The website added, "New Zealand is a relaxed and welcoming place to live. We’re a modern, secular democratic society and a mix of lifestyles is accepted here. People from many walks of life call New Zealand home and the majority of New Zealanders are honest law-abiding citizens."

"Our local police force is strong and you can be assured that all criminal matters are taken seriously. As in any country, there are incidents of crime and New Zealand Police are dedicated to solving and resolving offences. Our robust justice and court systems provide a fair process for those involved as well victim support."

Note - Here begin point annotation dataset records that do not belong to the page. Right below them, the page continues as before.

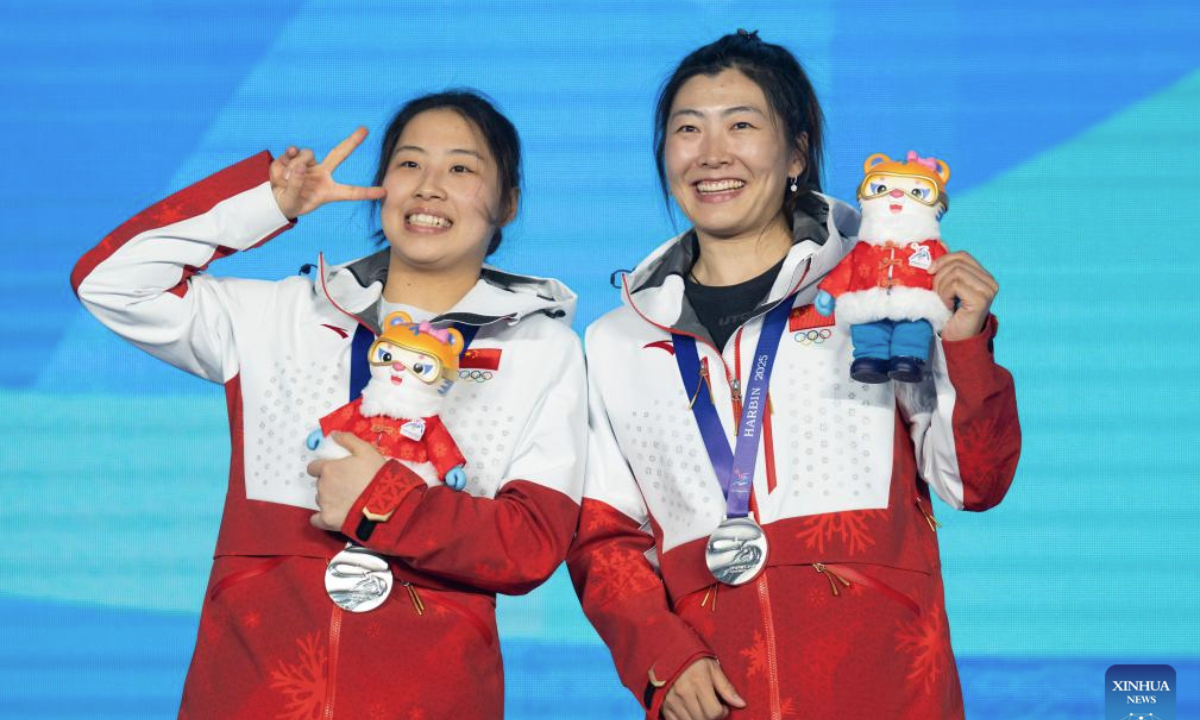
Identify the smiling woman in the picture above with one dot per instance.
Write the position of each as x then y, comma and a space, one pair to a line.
813, 527
273, 642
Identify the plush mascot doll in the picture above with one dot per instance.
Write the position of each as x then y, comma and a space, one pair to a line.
412, 369
883, 289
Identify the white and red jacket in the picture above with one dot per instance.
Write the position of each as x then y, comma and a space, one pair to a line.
271, 643
847, 619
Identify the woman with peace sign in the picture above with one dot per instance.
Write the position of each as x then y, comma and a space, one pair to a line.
273, 643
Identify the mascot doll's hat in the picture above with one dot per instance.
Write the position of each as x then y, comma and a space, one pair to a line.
913, 166
443, 345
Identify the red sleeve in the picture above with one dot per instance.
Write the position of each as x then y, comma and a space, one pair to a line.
625, 600
508, 544
838, 280
987, 427
439, 445
195, 199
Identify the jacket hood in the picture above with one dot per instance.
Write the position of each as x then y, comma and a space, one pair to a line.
823, 231
357, 288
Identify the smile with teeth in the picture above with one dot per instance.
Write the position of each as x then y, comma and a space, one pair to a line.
427, 221
713, 186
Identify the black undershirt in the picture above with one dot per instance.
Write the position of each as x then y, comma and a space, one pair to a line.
721, 310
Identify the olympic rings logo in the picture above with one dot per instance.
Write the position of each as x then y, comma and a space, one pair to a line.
809, 337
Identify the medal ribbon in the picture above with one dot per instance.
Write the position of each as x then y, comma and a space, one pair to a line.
735, 468
360, 365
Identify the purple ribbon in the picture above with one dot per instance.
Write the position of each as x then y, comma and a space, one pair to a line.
735, 469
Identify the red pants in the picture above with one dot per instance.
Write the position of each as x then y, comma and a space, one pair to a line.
274, 646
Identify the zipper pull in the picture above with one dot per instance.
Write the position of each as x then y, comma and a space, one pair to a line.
833, 577
703, 381
929, 519
418, 605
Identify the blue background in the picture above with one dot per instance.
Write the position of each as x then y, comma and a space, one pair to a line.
1073, 131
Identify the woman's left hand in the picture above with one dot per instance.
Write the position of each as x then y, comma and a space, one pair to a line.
341, 481
960, 277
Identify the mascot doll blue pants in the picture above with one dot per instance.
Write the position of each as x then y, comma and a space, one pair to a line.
892, 339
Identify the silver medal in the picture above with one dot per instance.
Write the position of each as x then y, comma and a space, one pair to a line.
358, 580
737, 551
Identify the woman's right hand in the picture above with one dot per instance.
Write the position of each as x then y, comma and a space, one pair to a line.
301, 184
701, 693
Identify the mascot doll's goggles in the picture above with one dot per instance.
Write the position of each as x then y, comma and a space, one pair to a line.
913, 186
426, 367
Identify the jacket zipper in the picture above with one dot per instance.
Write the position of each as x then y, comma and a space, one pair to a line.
768, 624
929, 517
335, 637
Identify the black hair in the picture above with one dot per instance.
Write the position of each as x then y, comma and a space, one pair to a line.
498, 132
783, 82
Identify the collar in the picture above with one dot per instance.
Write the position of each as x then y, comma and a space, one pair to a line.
357, 287
822, 232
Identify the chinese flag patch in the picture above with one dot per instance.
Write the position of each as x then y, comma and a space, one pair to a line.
480, 359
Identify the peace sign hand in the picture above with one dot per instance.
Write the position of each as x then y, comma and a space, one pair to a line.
301, 184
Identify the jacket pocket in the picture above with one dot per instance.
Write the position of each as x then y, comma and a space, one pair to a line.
485, 629
843, 576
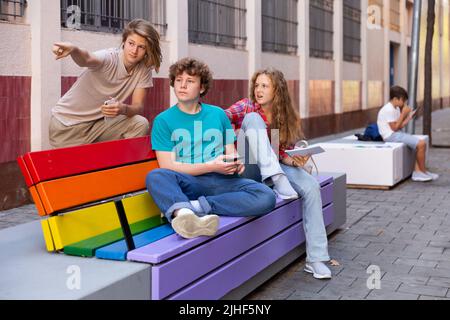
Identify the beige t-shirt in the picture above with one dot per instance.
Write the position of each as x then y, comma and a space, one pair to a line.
96, 85
387, 114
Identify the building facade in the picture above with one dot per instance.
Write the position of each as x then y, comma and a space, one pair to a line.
340, 58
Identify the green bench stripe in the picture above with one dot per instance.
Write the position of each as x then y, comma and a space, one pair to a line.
87, 247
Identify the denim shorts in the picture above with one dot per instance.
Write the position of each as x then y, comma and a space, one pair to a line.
408, 139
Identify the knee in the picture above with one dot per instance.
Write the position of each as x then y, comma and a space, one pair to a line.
141, 125
308, 189
266, 199
156, 176
422, 144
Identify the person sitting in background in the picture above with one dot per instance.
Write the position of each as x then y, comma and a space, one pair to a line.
392, 118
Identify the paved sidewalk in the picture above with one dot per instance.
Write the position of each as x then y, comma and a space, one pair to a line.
405, 232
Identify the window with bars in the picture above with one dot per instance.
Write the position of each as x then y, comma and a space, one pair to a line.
395, 15
321, 29
352, 30
112, 15
376, 12
279, 26
12, 9
218, 22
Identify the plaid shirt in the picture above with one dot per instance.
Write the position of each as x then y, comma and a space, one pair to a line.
236, 113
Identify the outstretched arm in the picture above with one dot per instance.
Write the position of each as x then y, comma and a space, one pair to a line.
81, 57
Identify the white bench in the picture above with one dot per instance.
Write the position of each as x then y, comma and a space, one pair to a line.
367, 164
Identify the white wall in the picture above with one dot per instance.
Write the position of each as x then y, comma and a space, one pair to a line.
321, 69
224, 63
15, 51
288, 64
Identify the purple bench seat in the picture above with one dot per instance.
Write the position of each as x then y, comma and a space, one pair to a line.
208, 268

"We’re a secure nation and pride ourselves on maintaining safe communities. Even our biggest cities are considered some of the top places to live on earth – Auckland (3rd) and Wellington (13th) ranked amongst the best on Mercer’s 2012 Quality of Living survey."


17. There are Filipinos almost everywhere. Right, the cliche is right. You see Filipinos everywhere. We're pretty much like the Chinese and the Indians now, wherever there is an opportunity, you'll find them. Everywhere my foot has taken me in the North or the South Island there is a Filipino. And of course if you have a Filipino community there would be a demand for Filipino stores that sell your favorite 'Pinoy favorites'. Isn't that awesome?! You are far away from Pinas and you still get to experience the Pinoy comfort. Oh, you also get to taste Pinoy food in Pinoy-run restaurants in the bigger New Zealand cities.


I guess the closest to New Zealand when it comes to living experience is Australia. I actually once thought of going to Australia a few months ago, but after hearing comments about racism from friends and bloggers I ditched the thought of moving out and decided to stay here. I also considered pursuing the US which was my original plan after graduation in 2007 but over the past few years the 'safety' in the US has been a concern; add the issue of retrogression... Canada can be too cold for me and I still have to study for years if ever I decide to move there, so no thanks. And UK's cost of living is 'stressful' according to my friends. Besides, UK nurses tend to travel to New Zealand or Australia and leave their country because of the cost of living... And that says a lot about the way of living there.

I can just go on and type more things about New Zealand in this entry... But it will definitely leave you with a common thought in mind, that New Zealand is a very good country to live in.